When the Consortium for Graduate Studies in Management was born 50 years ago, it was with the goal of increasing the representation of African Americans, Hispanic Americans and Native Americans in business schools and corporate management. That remains the goal today – and I’m so proud to work for a company that has been with them every step of the way.
The Consortium connects people, companies and institutions to foster a network of the country’s best students, leading MBA programs and corporate partners, including Fortune 500 companies. Only two companies, 3M and General Mills, have been with the Consortium steadily since 1966.
This year, we got to celebrate that milestone.

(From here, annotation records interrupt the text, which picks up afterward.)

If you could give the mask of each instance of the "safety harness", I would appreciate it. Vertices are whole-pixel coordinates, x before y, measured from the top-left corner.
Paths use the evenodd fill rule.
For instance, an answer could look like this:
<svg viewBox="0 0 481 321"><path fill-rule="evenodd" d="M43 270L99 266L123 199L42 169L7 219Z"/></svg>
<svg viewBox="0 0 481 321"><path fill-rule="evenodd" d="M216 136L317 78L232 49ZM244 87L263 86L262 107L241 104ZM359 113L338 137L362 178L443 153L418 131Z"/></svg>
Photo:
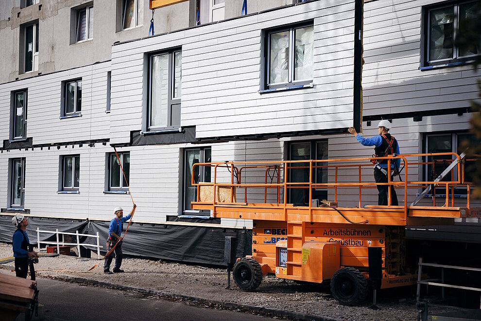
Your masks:
<svg viewBox="0 0 481 321"><path fill-rule="evenodd" d="M379 160L377 159L378 157L386 157L389 155L393 155L394 154L394 148L393 147L393 144L394 143L395 141L394 136L391 136L390 140L388 139L384 134L381 134L381 136L384 139L384 141L387 143L388 145L384 150L384 152L382 152L382 149L380 151L379 149L379 148L382 148L382 144L381 144L381 145L378 147L374 148L375 154L373 154L373 158L371 160L371 162L374 165L377 165L382 163L387 162L387 160Z"/></svg>

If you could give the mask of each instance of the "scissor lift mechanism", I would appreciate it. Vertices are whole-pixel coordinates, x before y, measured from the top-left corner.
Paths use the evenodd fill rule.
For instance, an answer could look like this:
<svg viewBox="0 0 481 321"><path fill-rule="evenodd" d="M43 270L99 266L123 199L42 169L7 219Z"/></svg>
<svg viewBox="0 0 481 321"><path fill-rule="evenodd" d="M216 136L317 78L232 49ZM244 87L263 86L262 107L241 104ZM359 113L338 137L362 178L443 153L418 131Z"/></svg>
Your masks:
<svg viewBox="0 0 481 321"><path fill-rule="evenodd" d="M469 214L470 184L462 181L463 166L453 166L451 178L447 180L408 180L410 170L428 163L422 161L423 158L446 156L460 163L459 156L453 153L378 158L387 160L390 166L396 159L403 163L403 181L394 181L389 167L388 182L378 184L393 185L402 190L398 195L399 204L403 205L398 206L390 205L390 188L388 206L363 206L362 190L377 185L372 180L361 181L362 170L367 169L366 166L372 168L366 161L370 158L196 163L192 166L193 173L196 166L210 167L213 179L212 182L198 182L192 176L197 198L191 206L210 210L214 217L253 220L252 255L238 260L234 267L234 281L241 289L255 289L262 276L269 273L279 278L316 283L330 280L334 297L344 304L354 304L367 294L369 247L381 249L381 288L415 284L417 275L405 270L405 227L452 224L455 218ZM429 163L434 165L434 162ZM303 168L309 168L309 181L289 181L290 171ZM314 172L319 168L326 169L334 182L313 181ZM230 172L228 176L226 171ZM264 183L245 182L246 172L249 171L264 171ZM344 181L356 171L357 181ZM371 175L367 176L372 179ZM443 204L438 204L439 197L437 202L433 197L432 205L408 205L408 196L408 196L408 189L417 192L429 186L443 187ZM466 189L466 203L455 206L454 189L461 186ZM299 188L309 189L306 206L287 203L290 191ZM334 206L313 206L313 191L320 188L330 192ZM263 190L264 202L248 201L248 198L258 197L256 191L259 189ZM348 189L357 190L357 206L337 206L339 192ZM239 201L242 196L243 201Z"/></svg>

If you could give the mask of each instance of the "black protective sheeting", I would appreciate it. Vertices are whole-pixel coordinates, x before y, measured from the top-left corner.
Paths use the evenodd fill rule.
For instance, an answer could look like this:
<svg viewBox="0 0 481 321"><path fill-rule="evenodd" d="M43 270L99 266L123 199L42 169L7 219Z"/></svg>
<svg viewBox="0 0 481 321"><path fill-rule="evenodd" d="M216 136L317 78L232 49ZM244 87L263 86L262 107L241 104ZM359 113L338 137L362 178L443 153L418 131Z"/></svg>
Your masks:
<svg viewBox="0 0 481 321"><path fill-rule="evenodd" d="M31 147L33 146L33 140L32 137L28 137L26 140L18 141L9 141L8 139L3 140L3 148L2 149L16 149L17 148L24 148Z"/></svg>
<svg viewBox="0 0 481 321"><path fill-rule="evenodd" d="M12 216L0 215L0 242L12 243L15 228ZM29 217L27 228L30 243L37 242L35 230L55 231L100 235L100 245L105 252L108 232L108 222ZM124 225L126 228L126 223ZM221 227L187 226L169 224L135 223L130 225L122 245L125 254L162 259L186 263L225 266L224 243L225 236L236 236L237 257L252 253L252 231L247 229ZM40 234L41 241L55 241L52 233ZM96 244L94 238L84 238L81 243Z"/></svg>
<svg viewBox="0 0 481 321"><path fill-rule="evenodd" d="M173 133L160 133L152 135L140 134L140 132L130 132L132 146L174 144L181 143L197 143L195 139L195 127L183 127L182 131ZM123 248L122 248L122 250Z"/></svg>

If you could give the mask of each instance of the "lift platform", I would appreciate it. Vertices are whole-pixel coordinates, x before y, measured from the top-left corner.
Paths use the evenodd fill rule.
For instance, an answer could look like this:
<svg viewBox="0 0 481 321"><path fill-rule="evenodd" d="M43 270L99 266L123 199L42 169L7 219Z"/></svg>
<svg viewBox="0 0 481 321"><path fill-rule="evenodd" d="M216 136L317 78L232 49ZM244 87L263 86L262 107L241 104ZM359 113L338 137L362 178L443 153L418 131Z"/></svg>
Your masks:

Among all the career fairs, the mock interviews, the receptions and more – valuable in their own right – the moment that stood out most to me came during the 50th anniversary gala. Fred Harris, 3M’s first Consortium graduate and first African American VP, was met with a standing ovation from all 700 attendees.
Part of Fred’s role was to spend time this anniversary year looking ahead at what the next 50 years will bring. 3M and General Mills are supporting a new multidisciplinary undergraduate program designed to boost the number of underrepresented college undergraduates, which will mean more qualified applicants for graduate school.
It ties in with one of 3M’s 2025 sustainability goals: doubling the pipeline of diverse talent in management. Meeting so many students benefiting from the Consortium – just as I did – brought home for me that the goal is entirely worth the effort.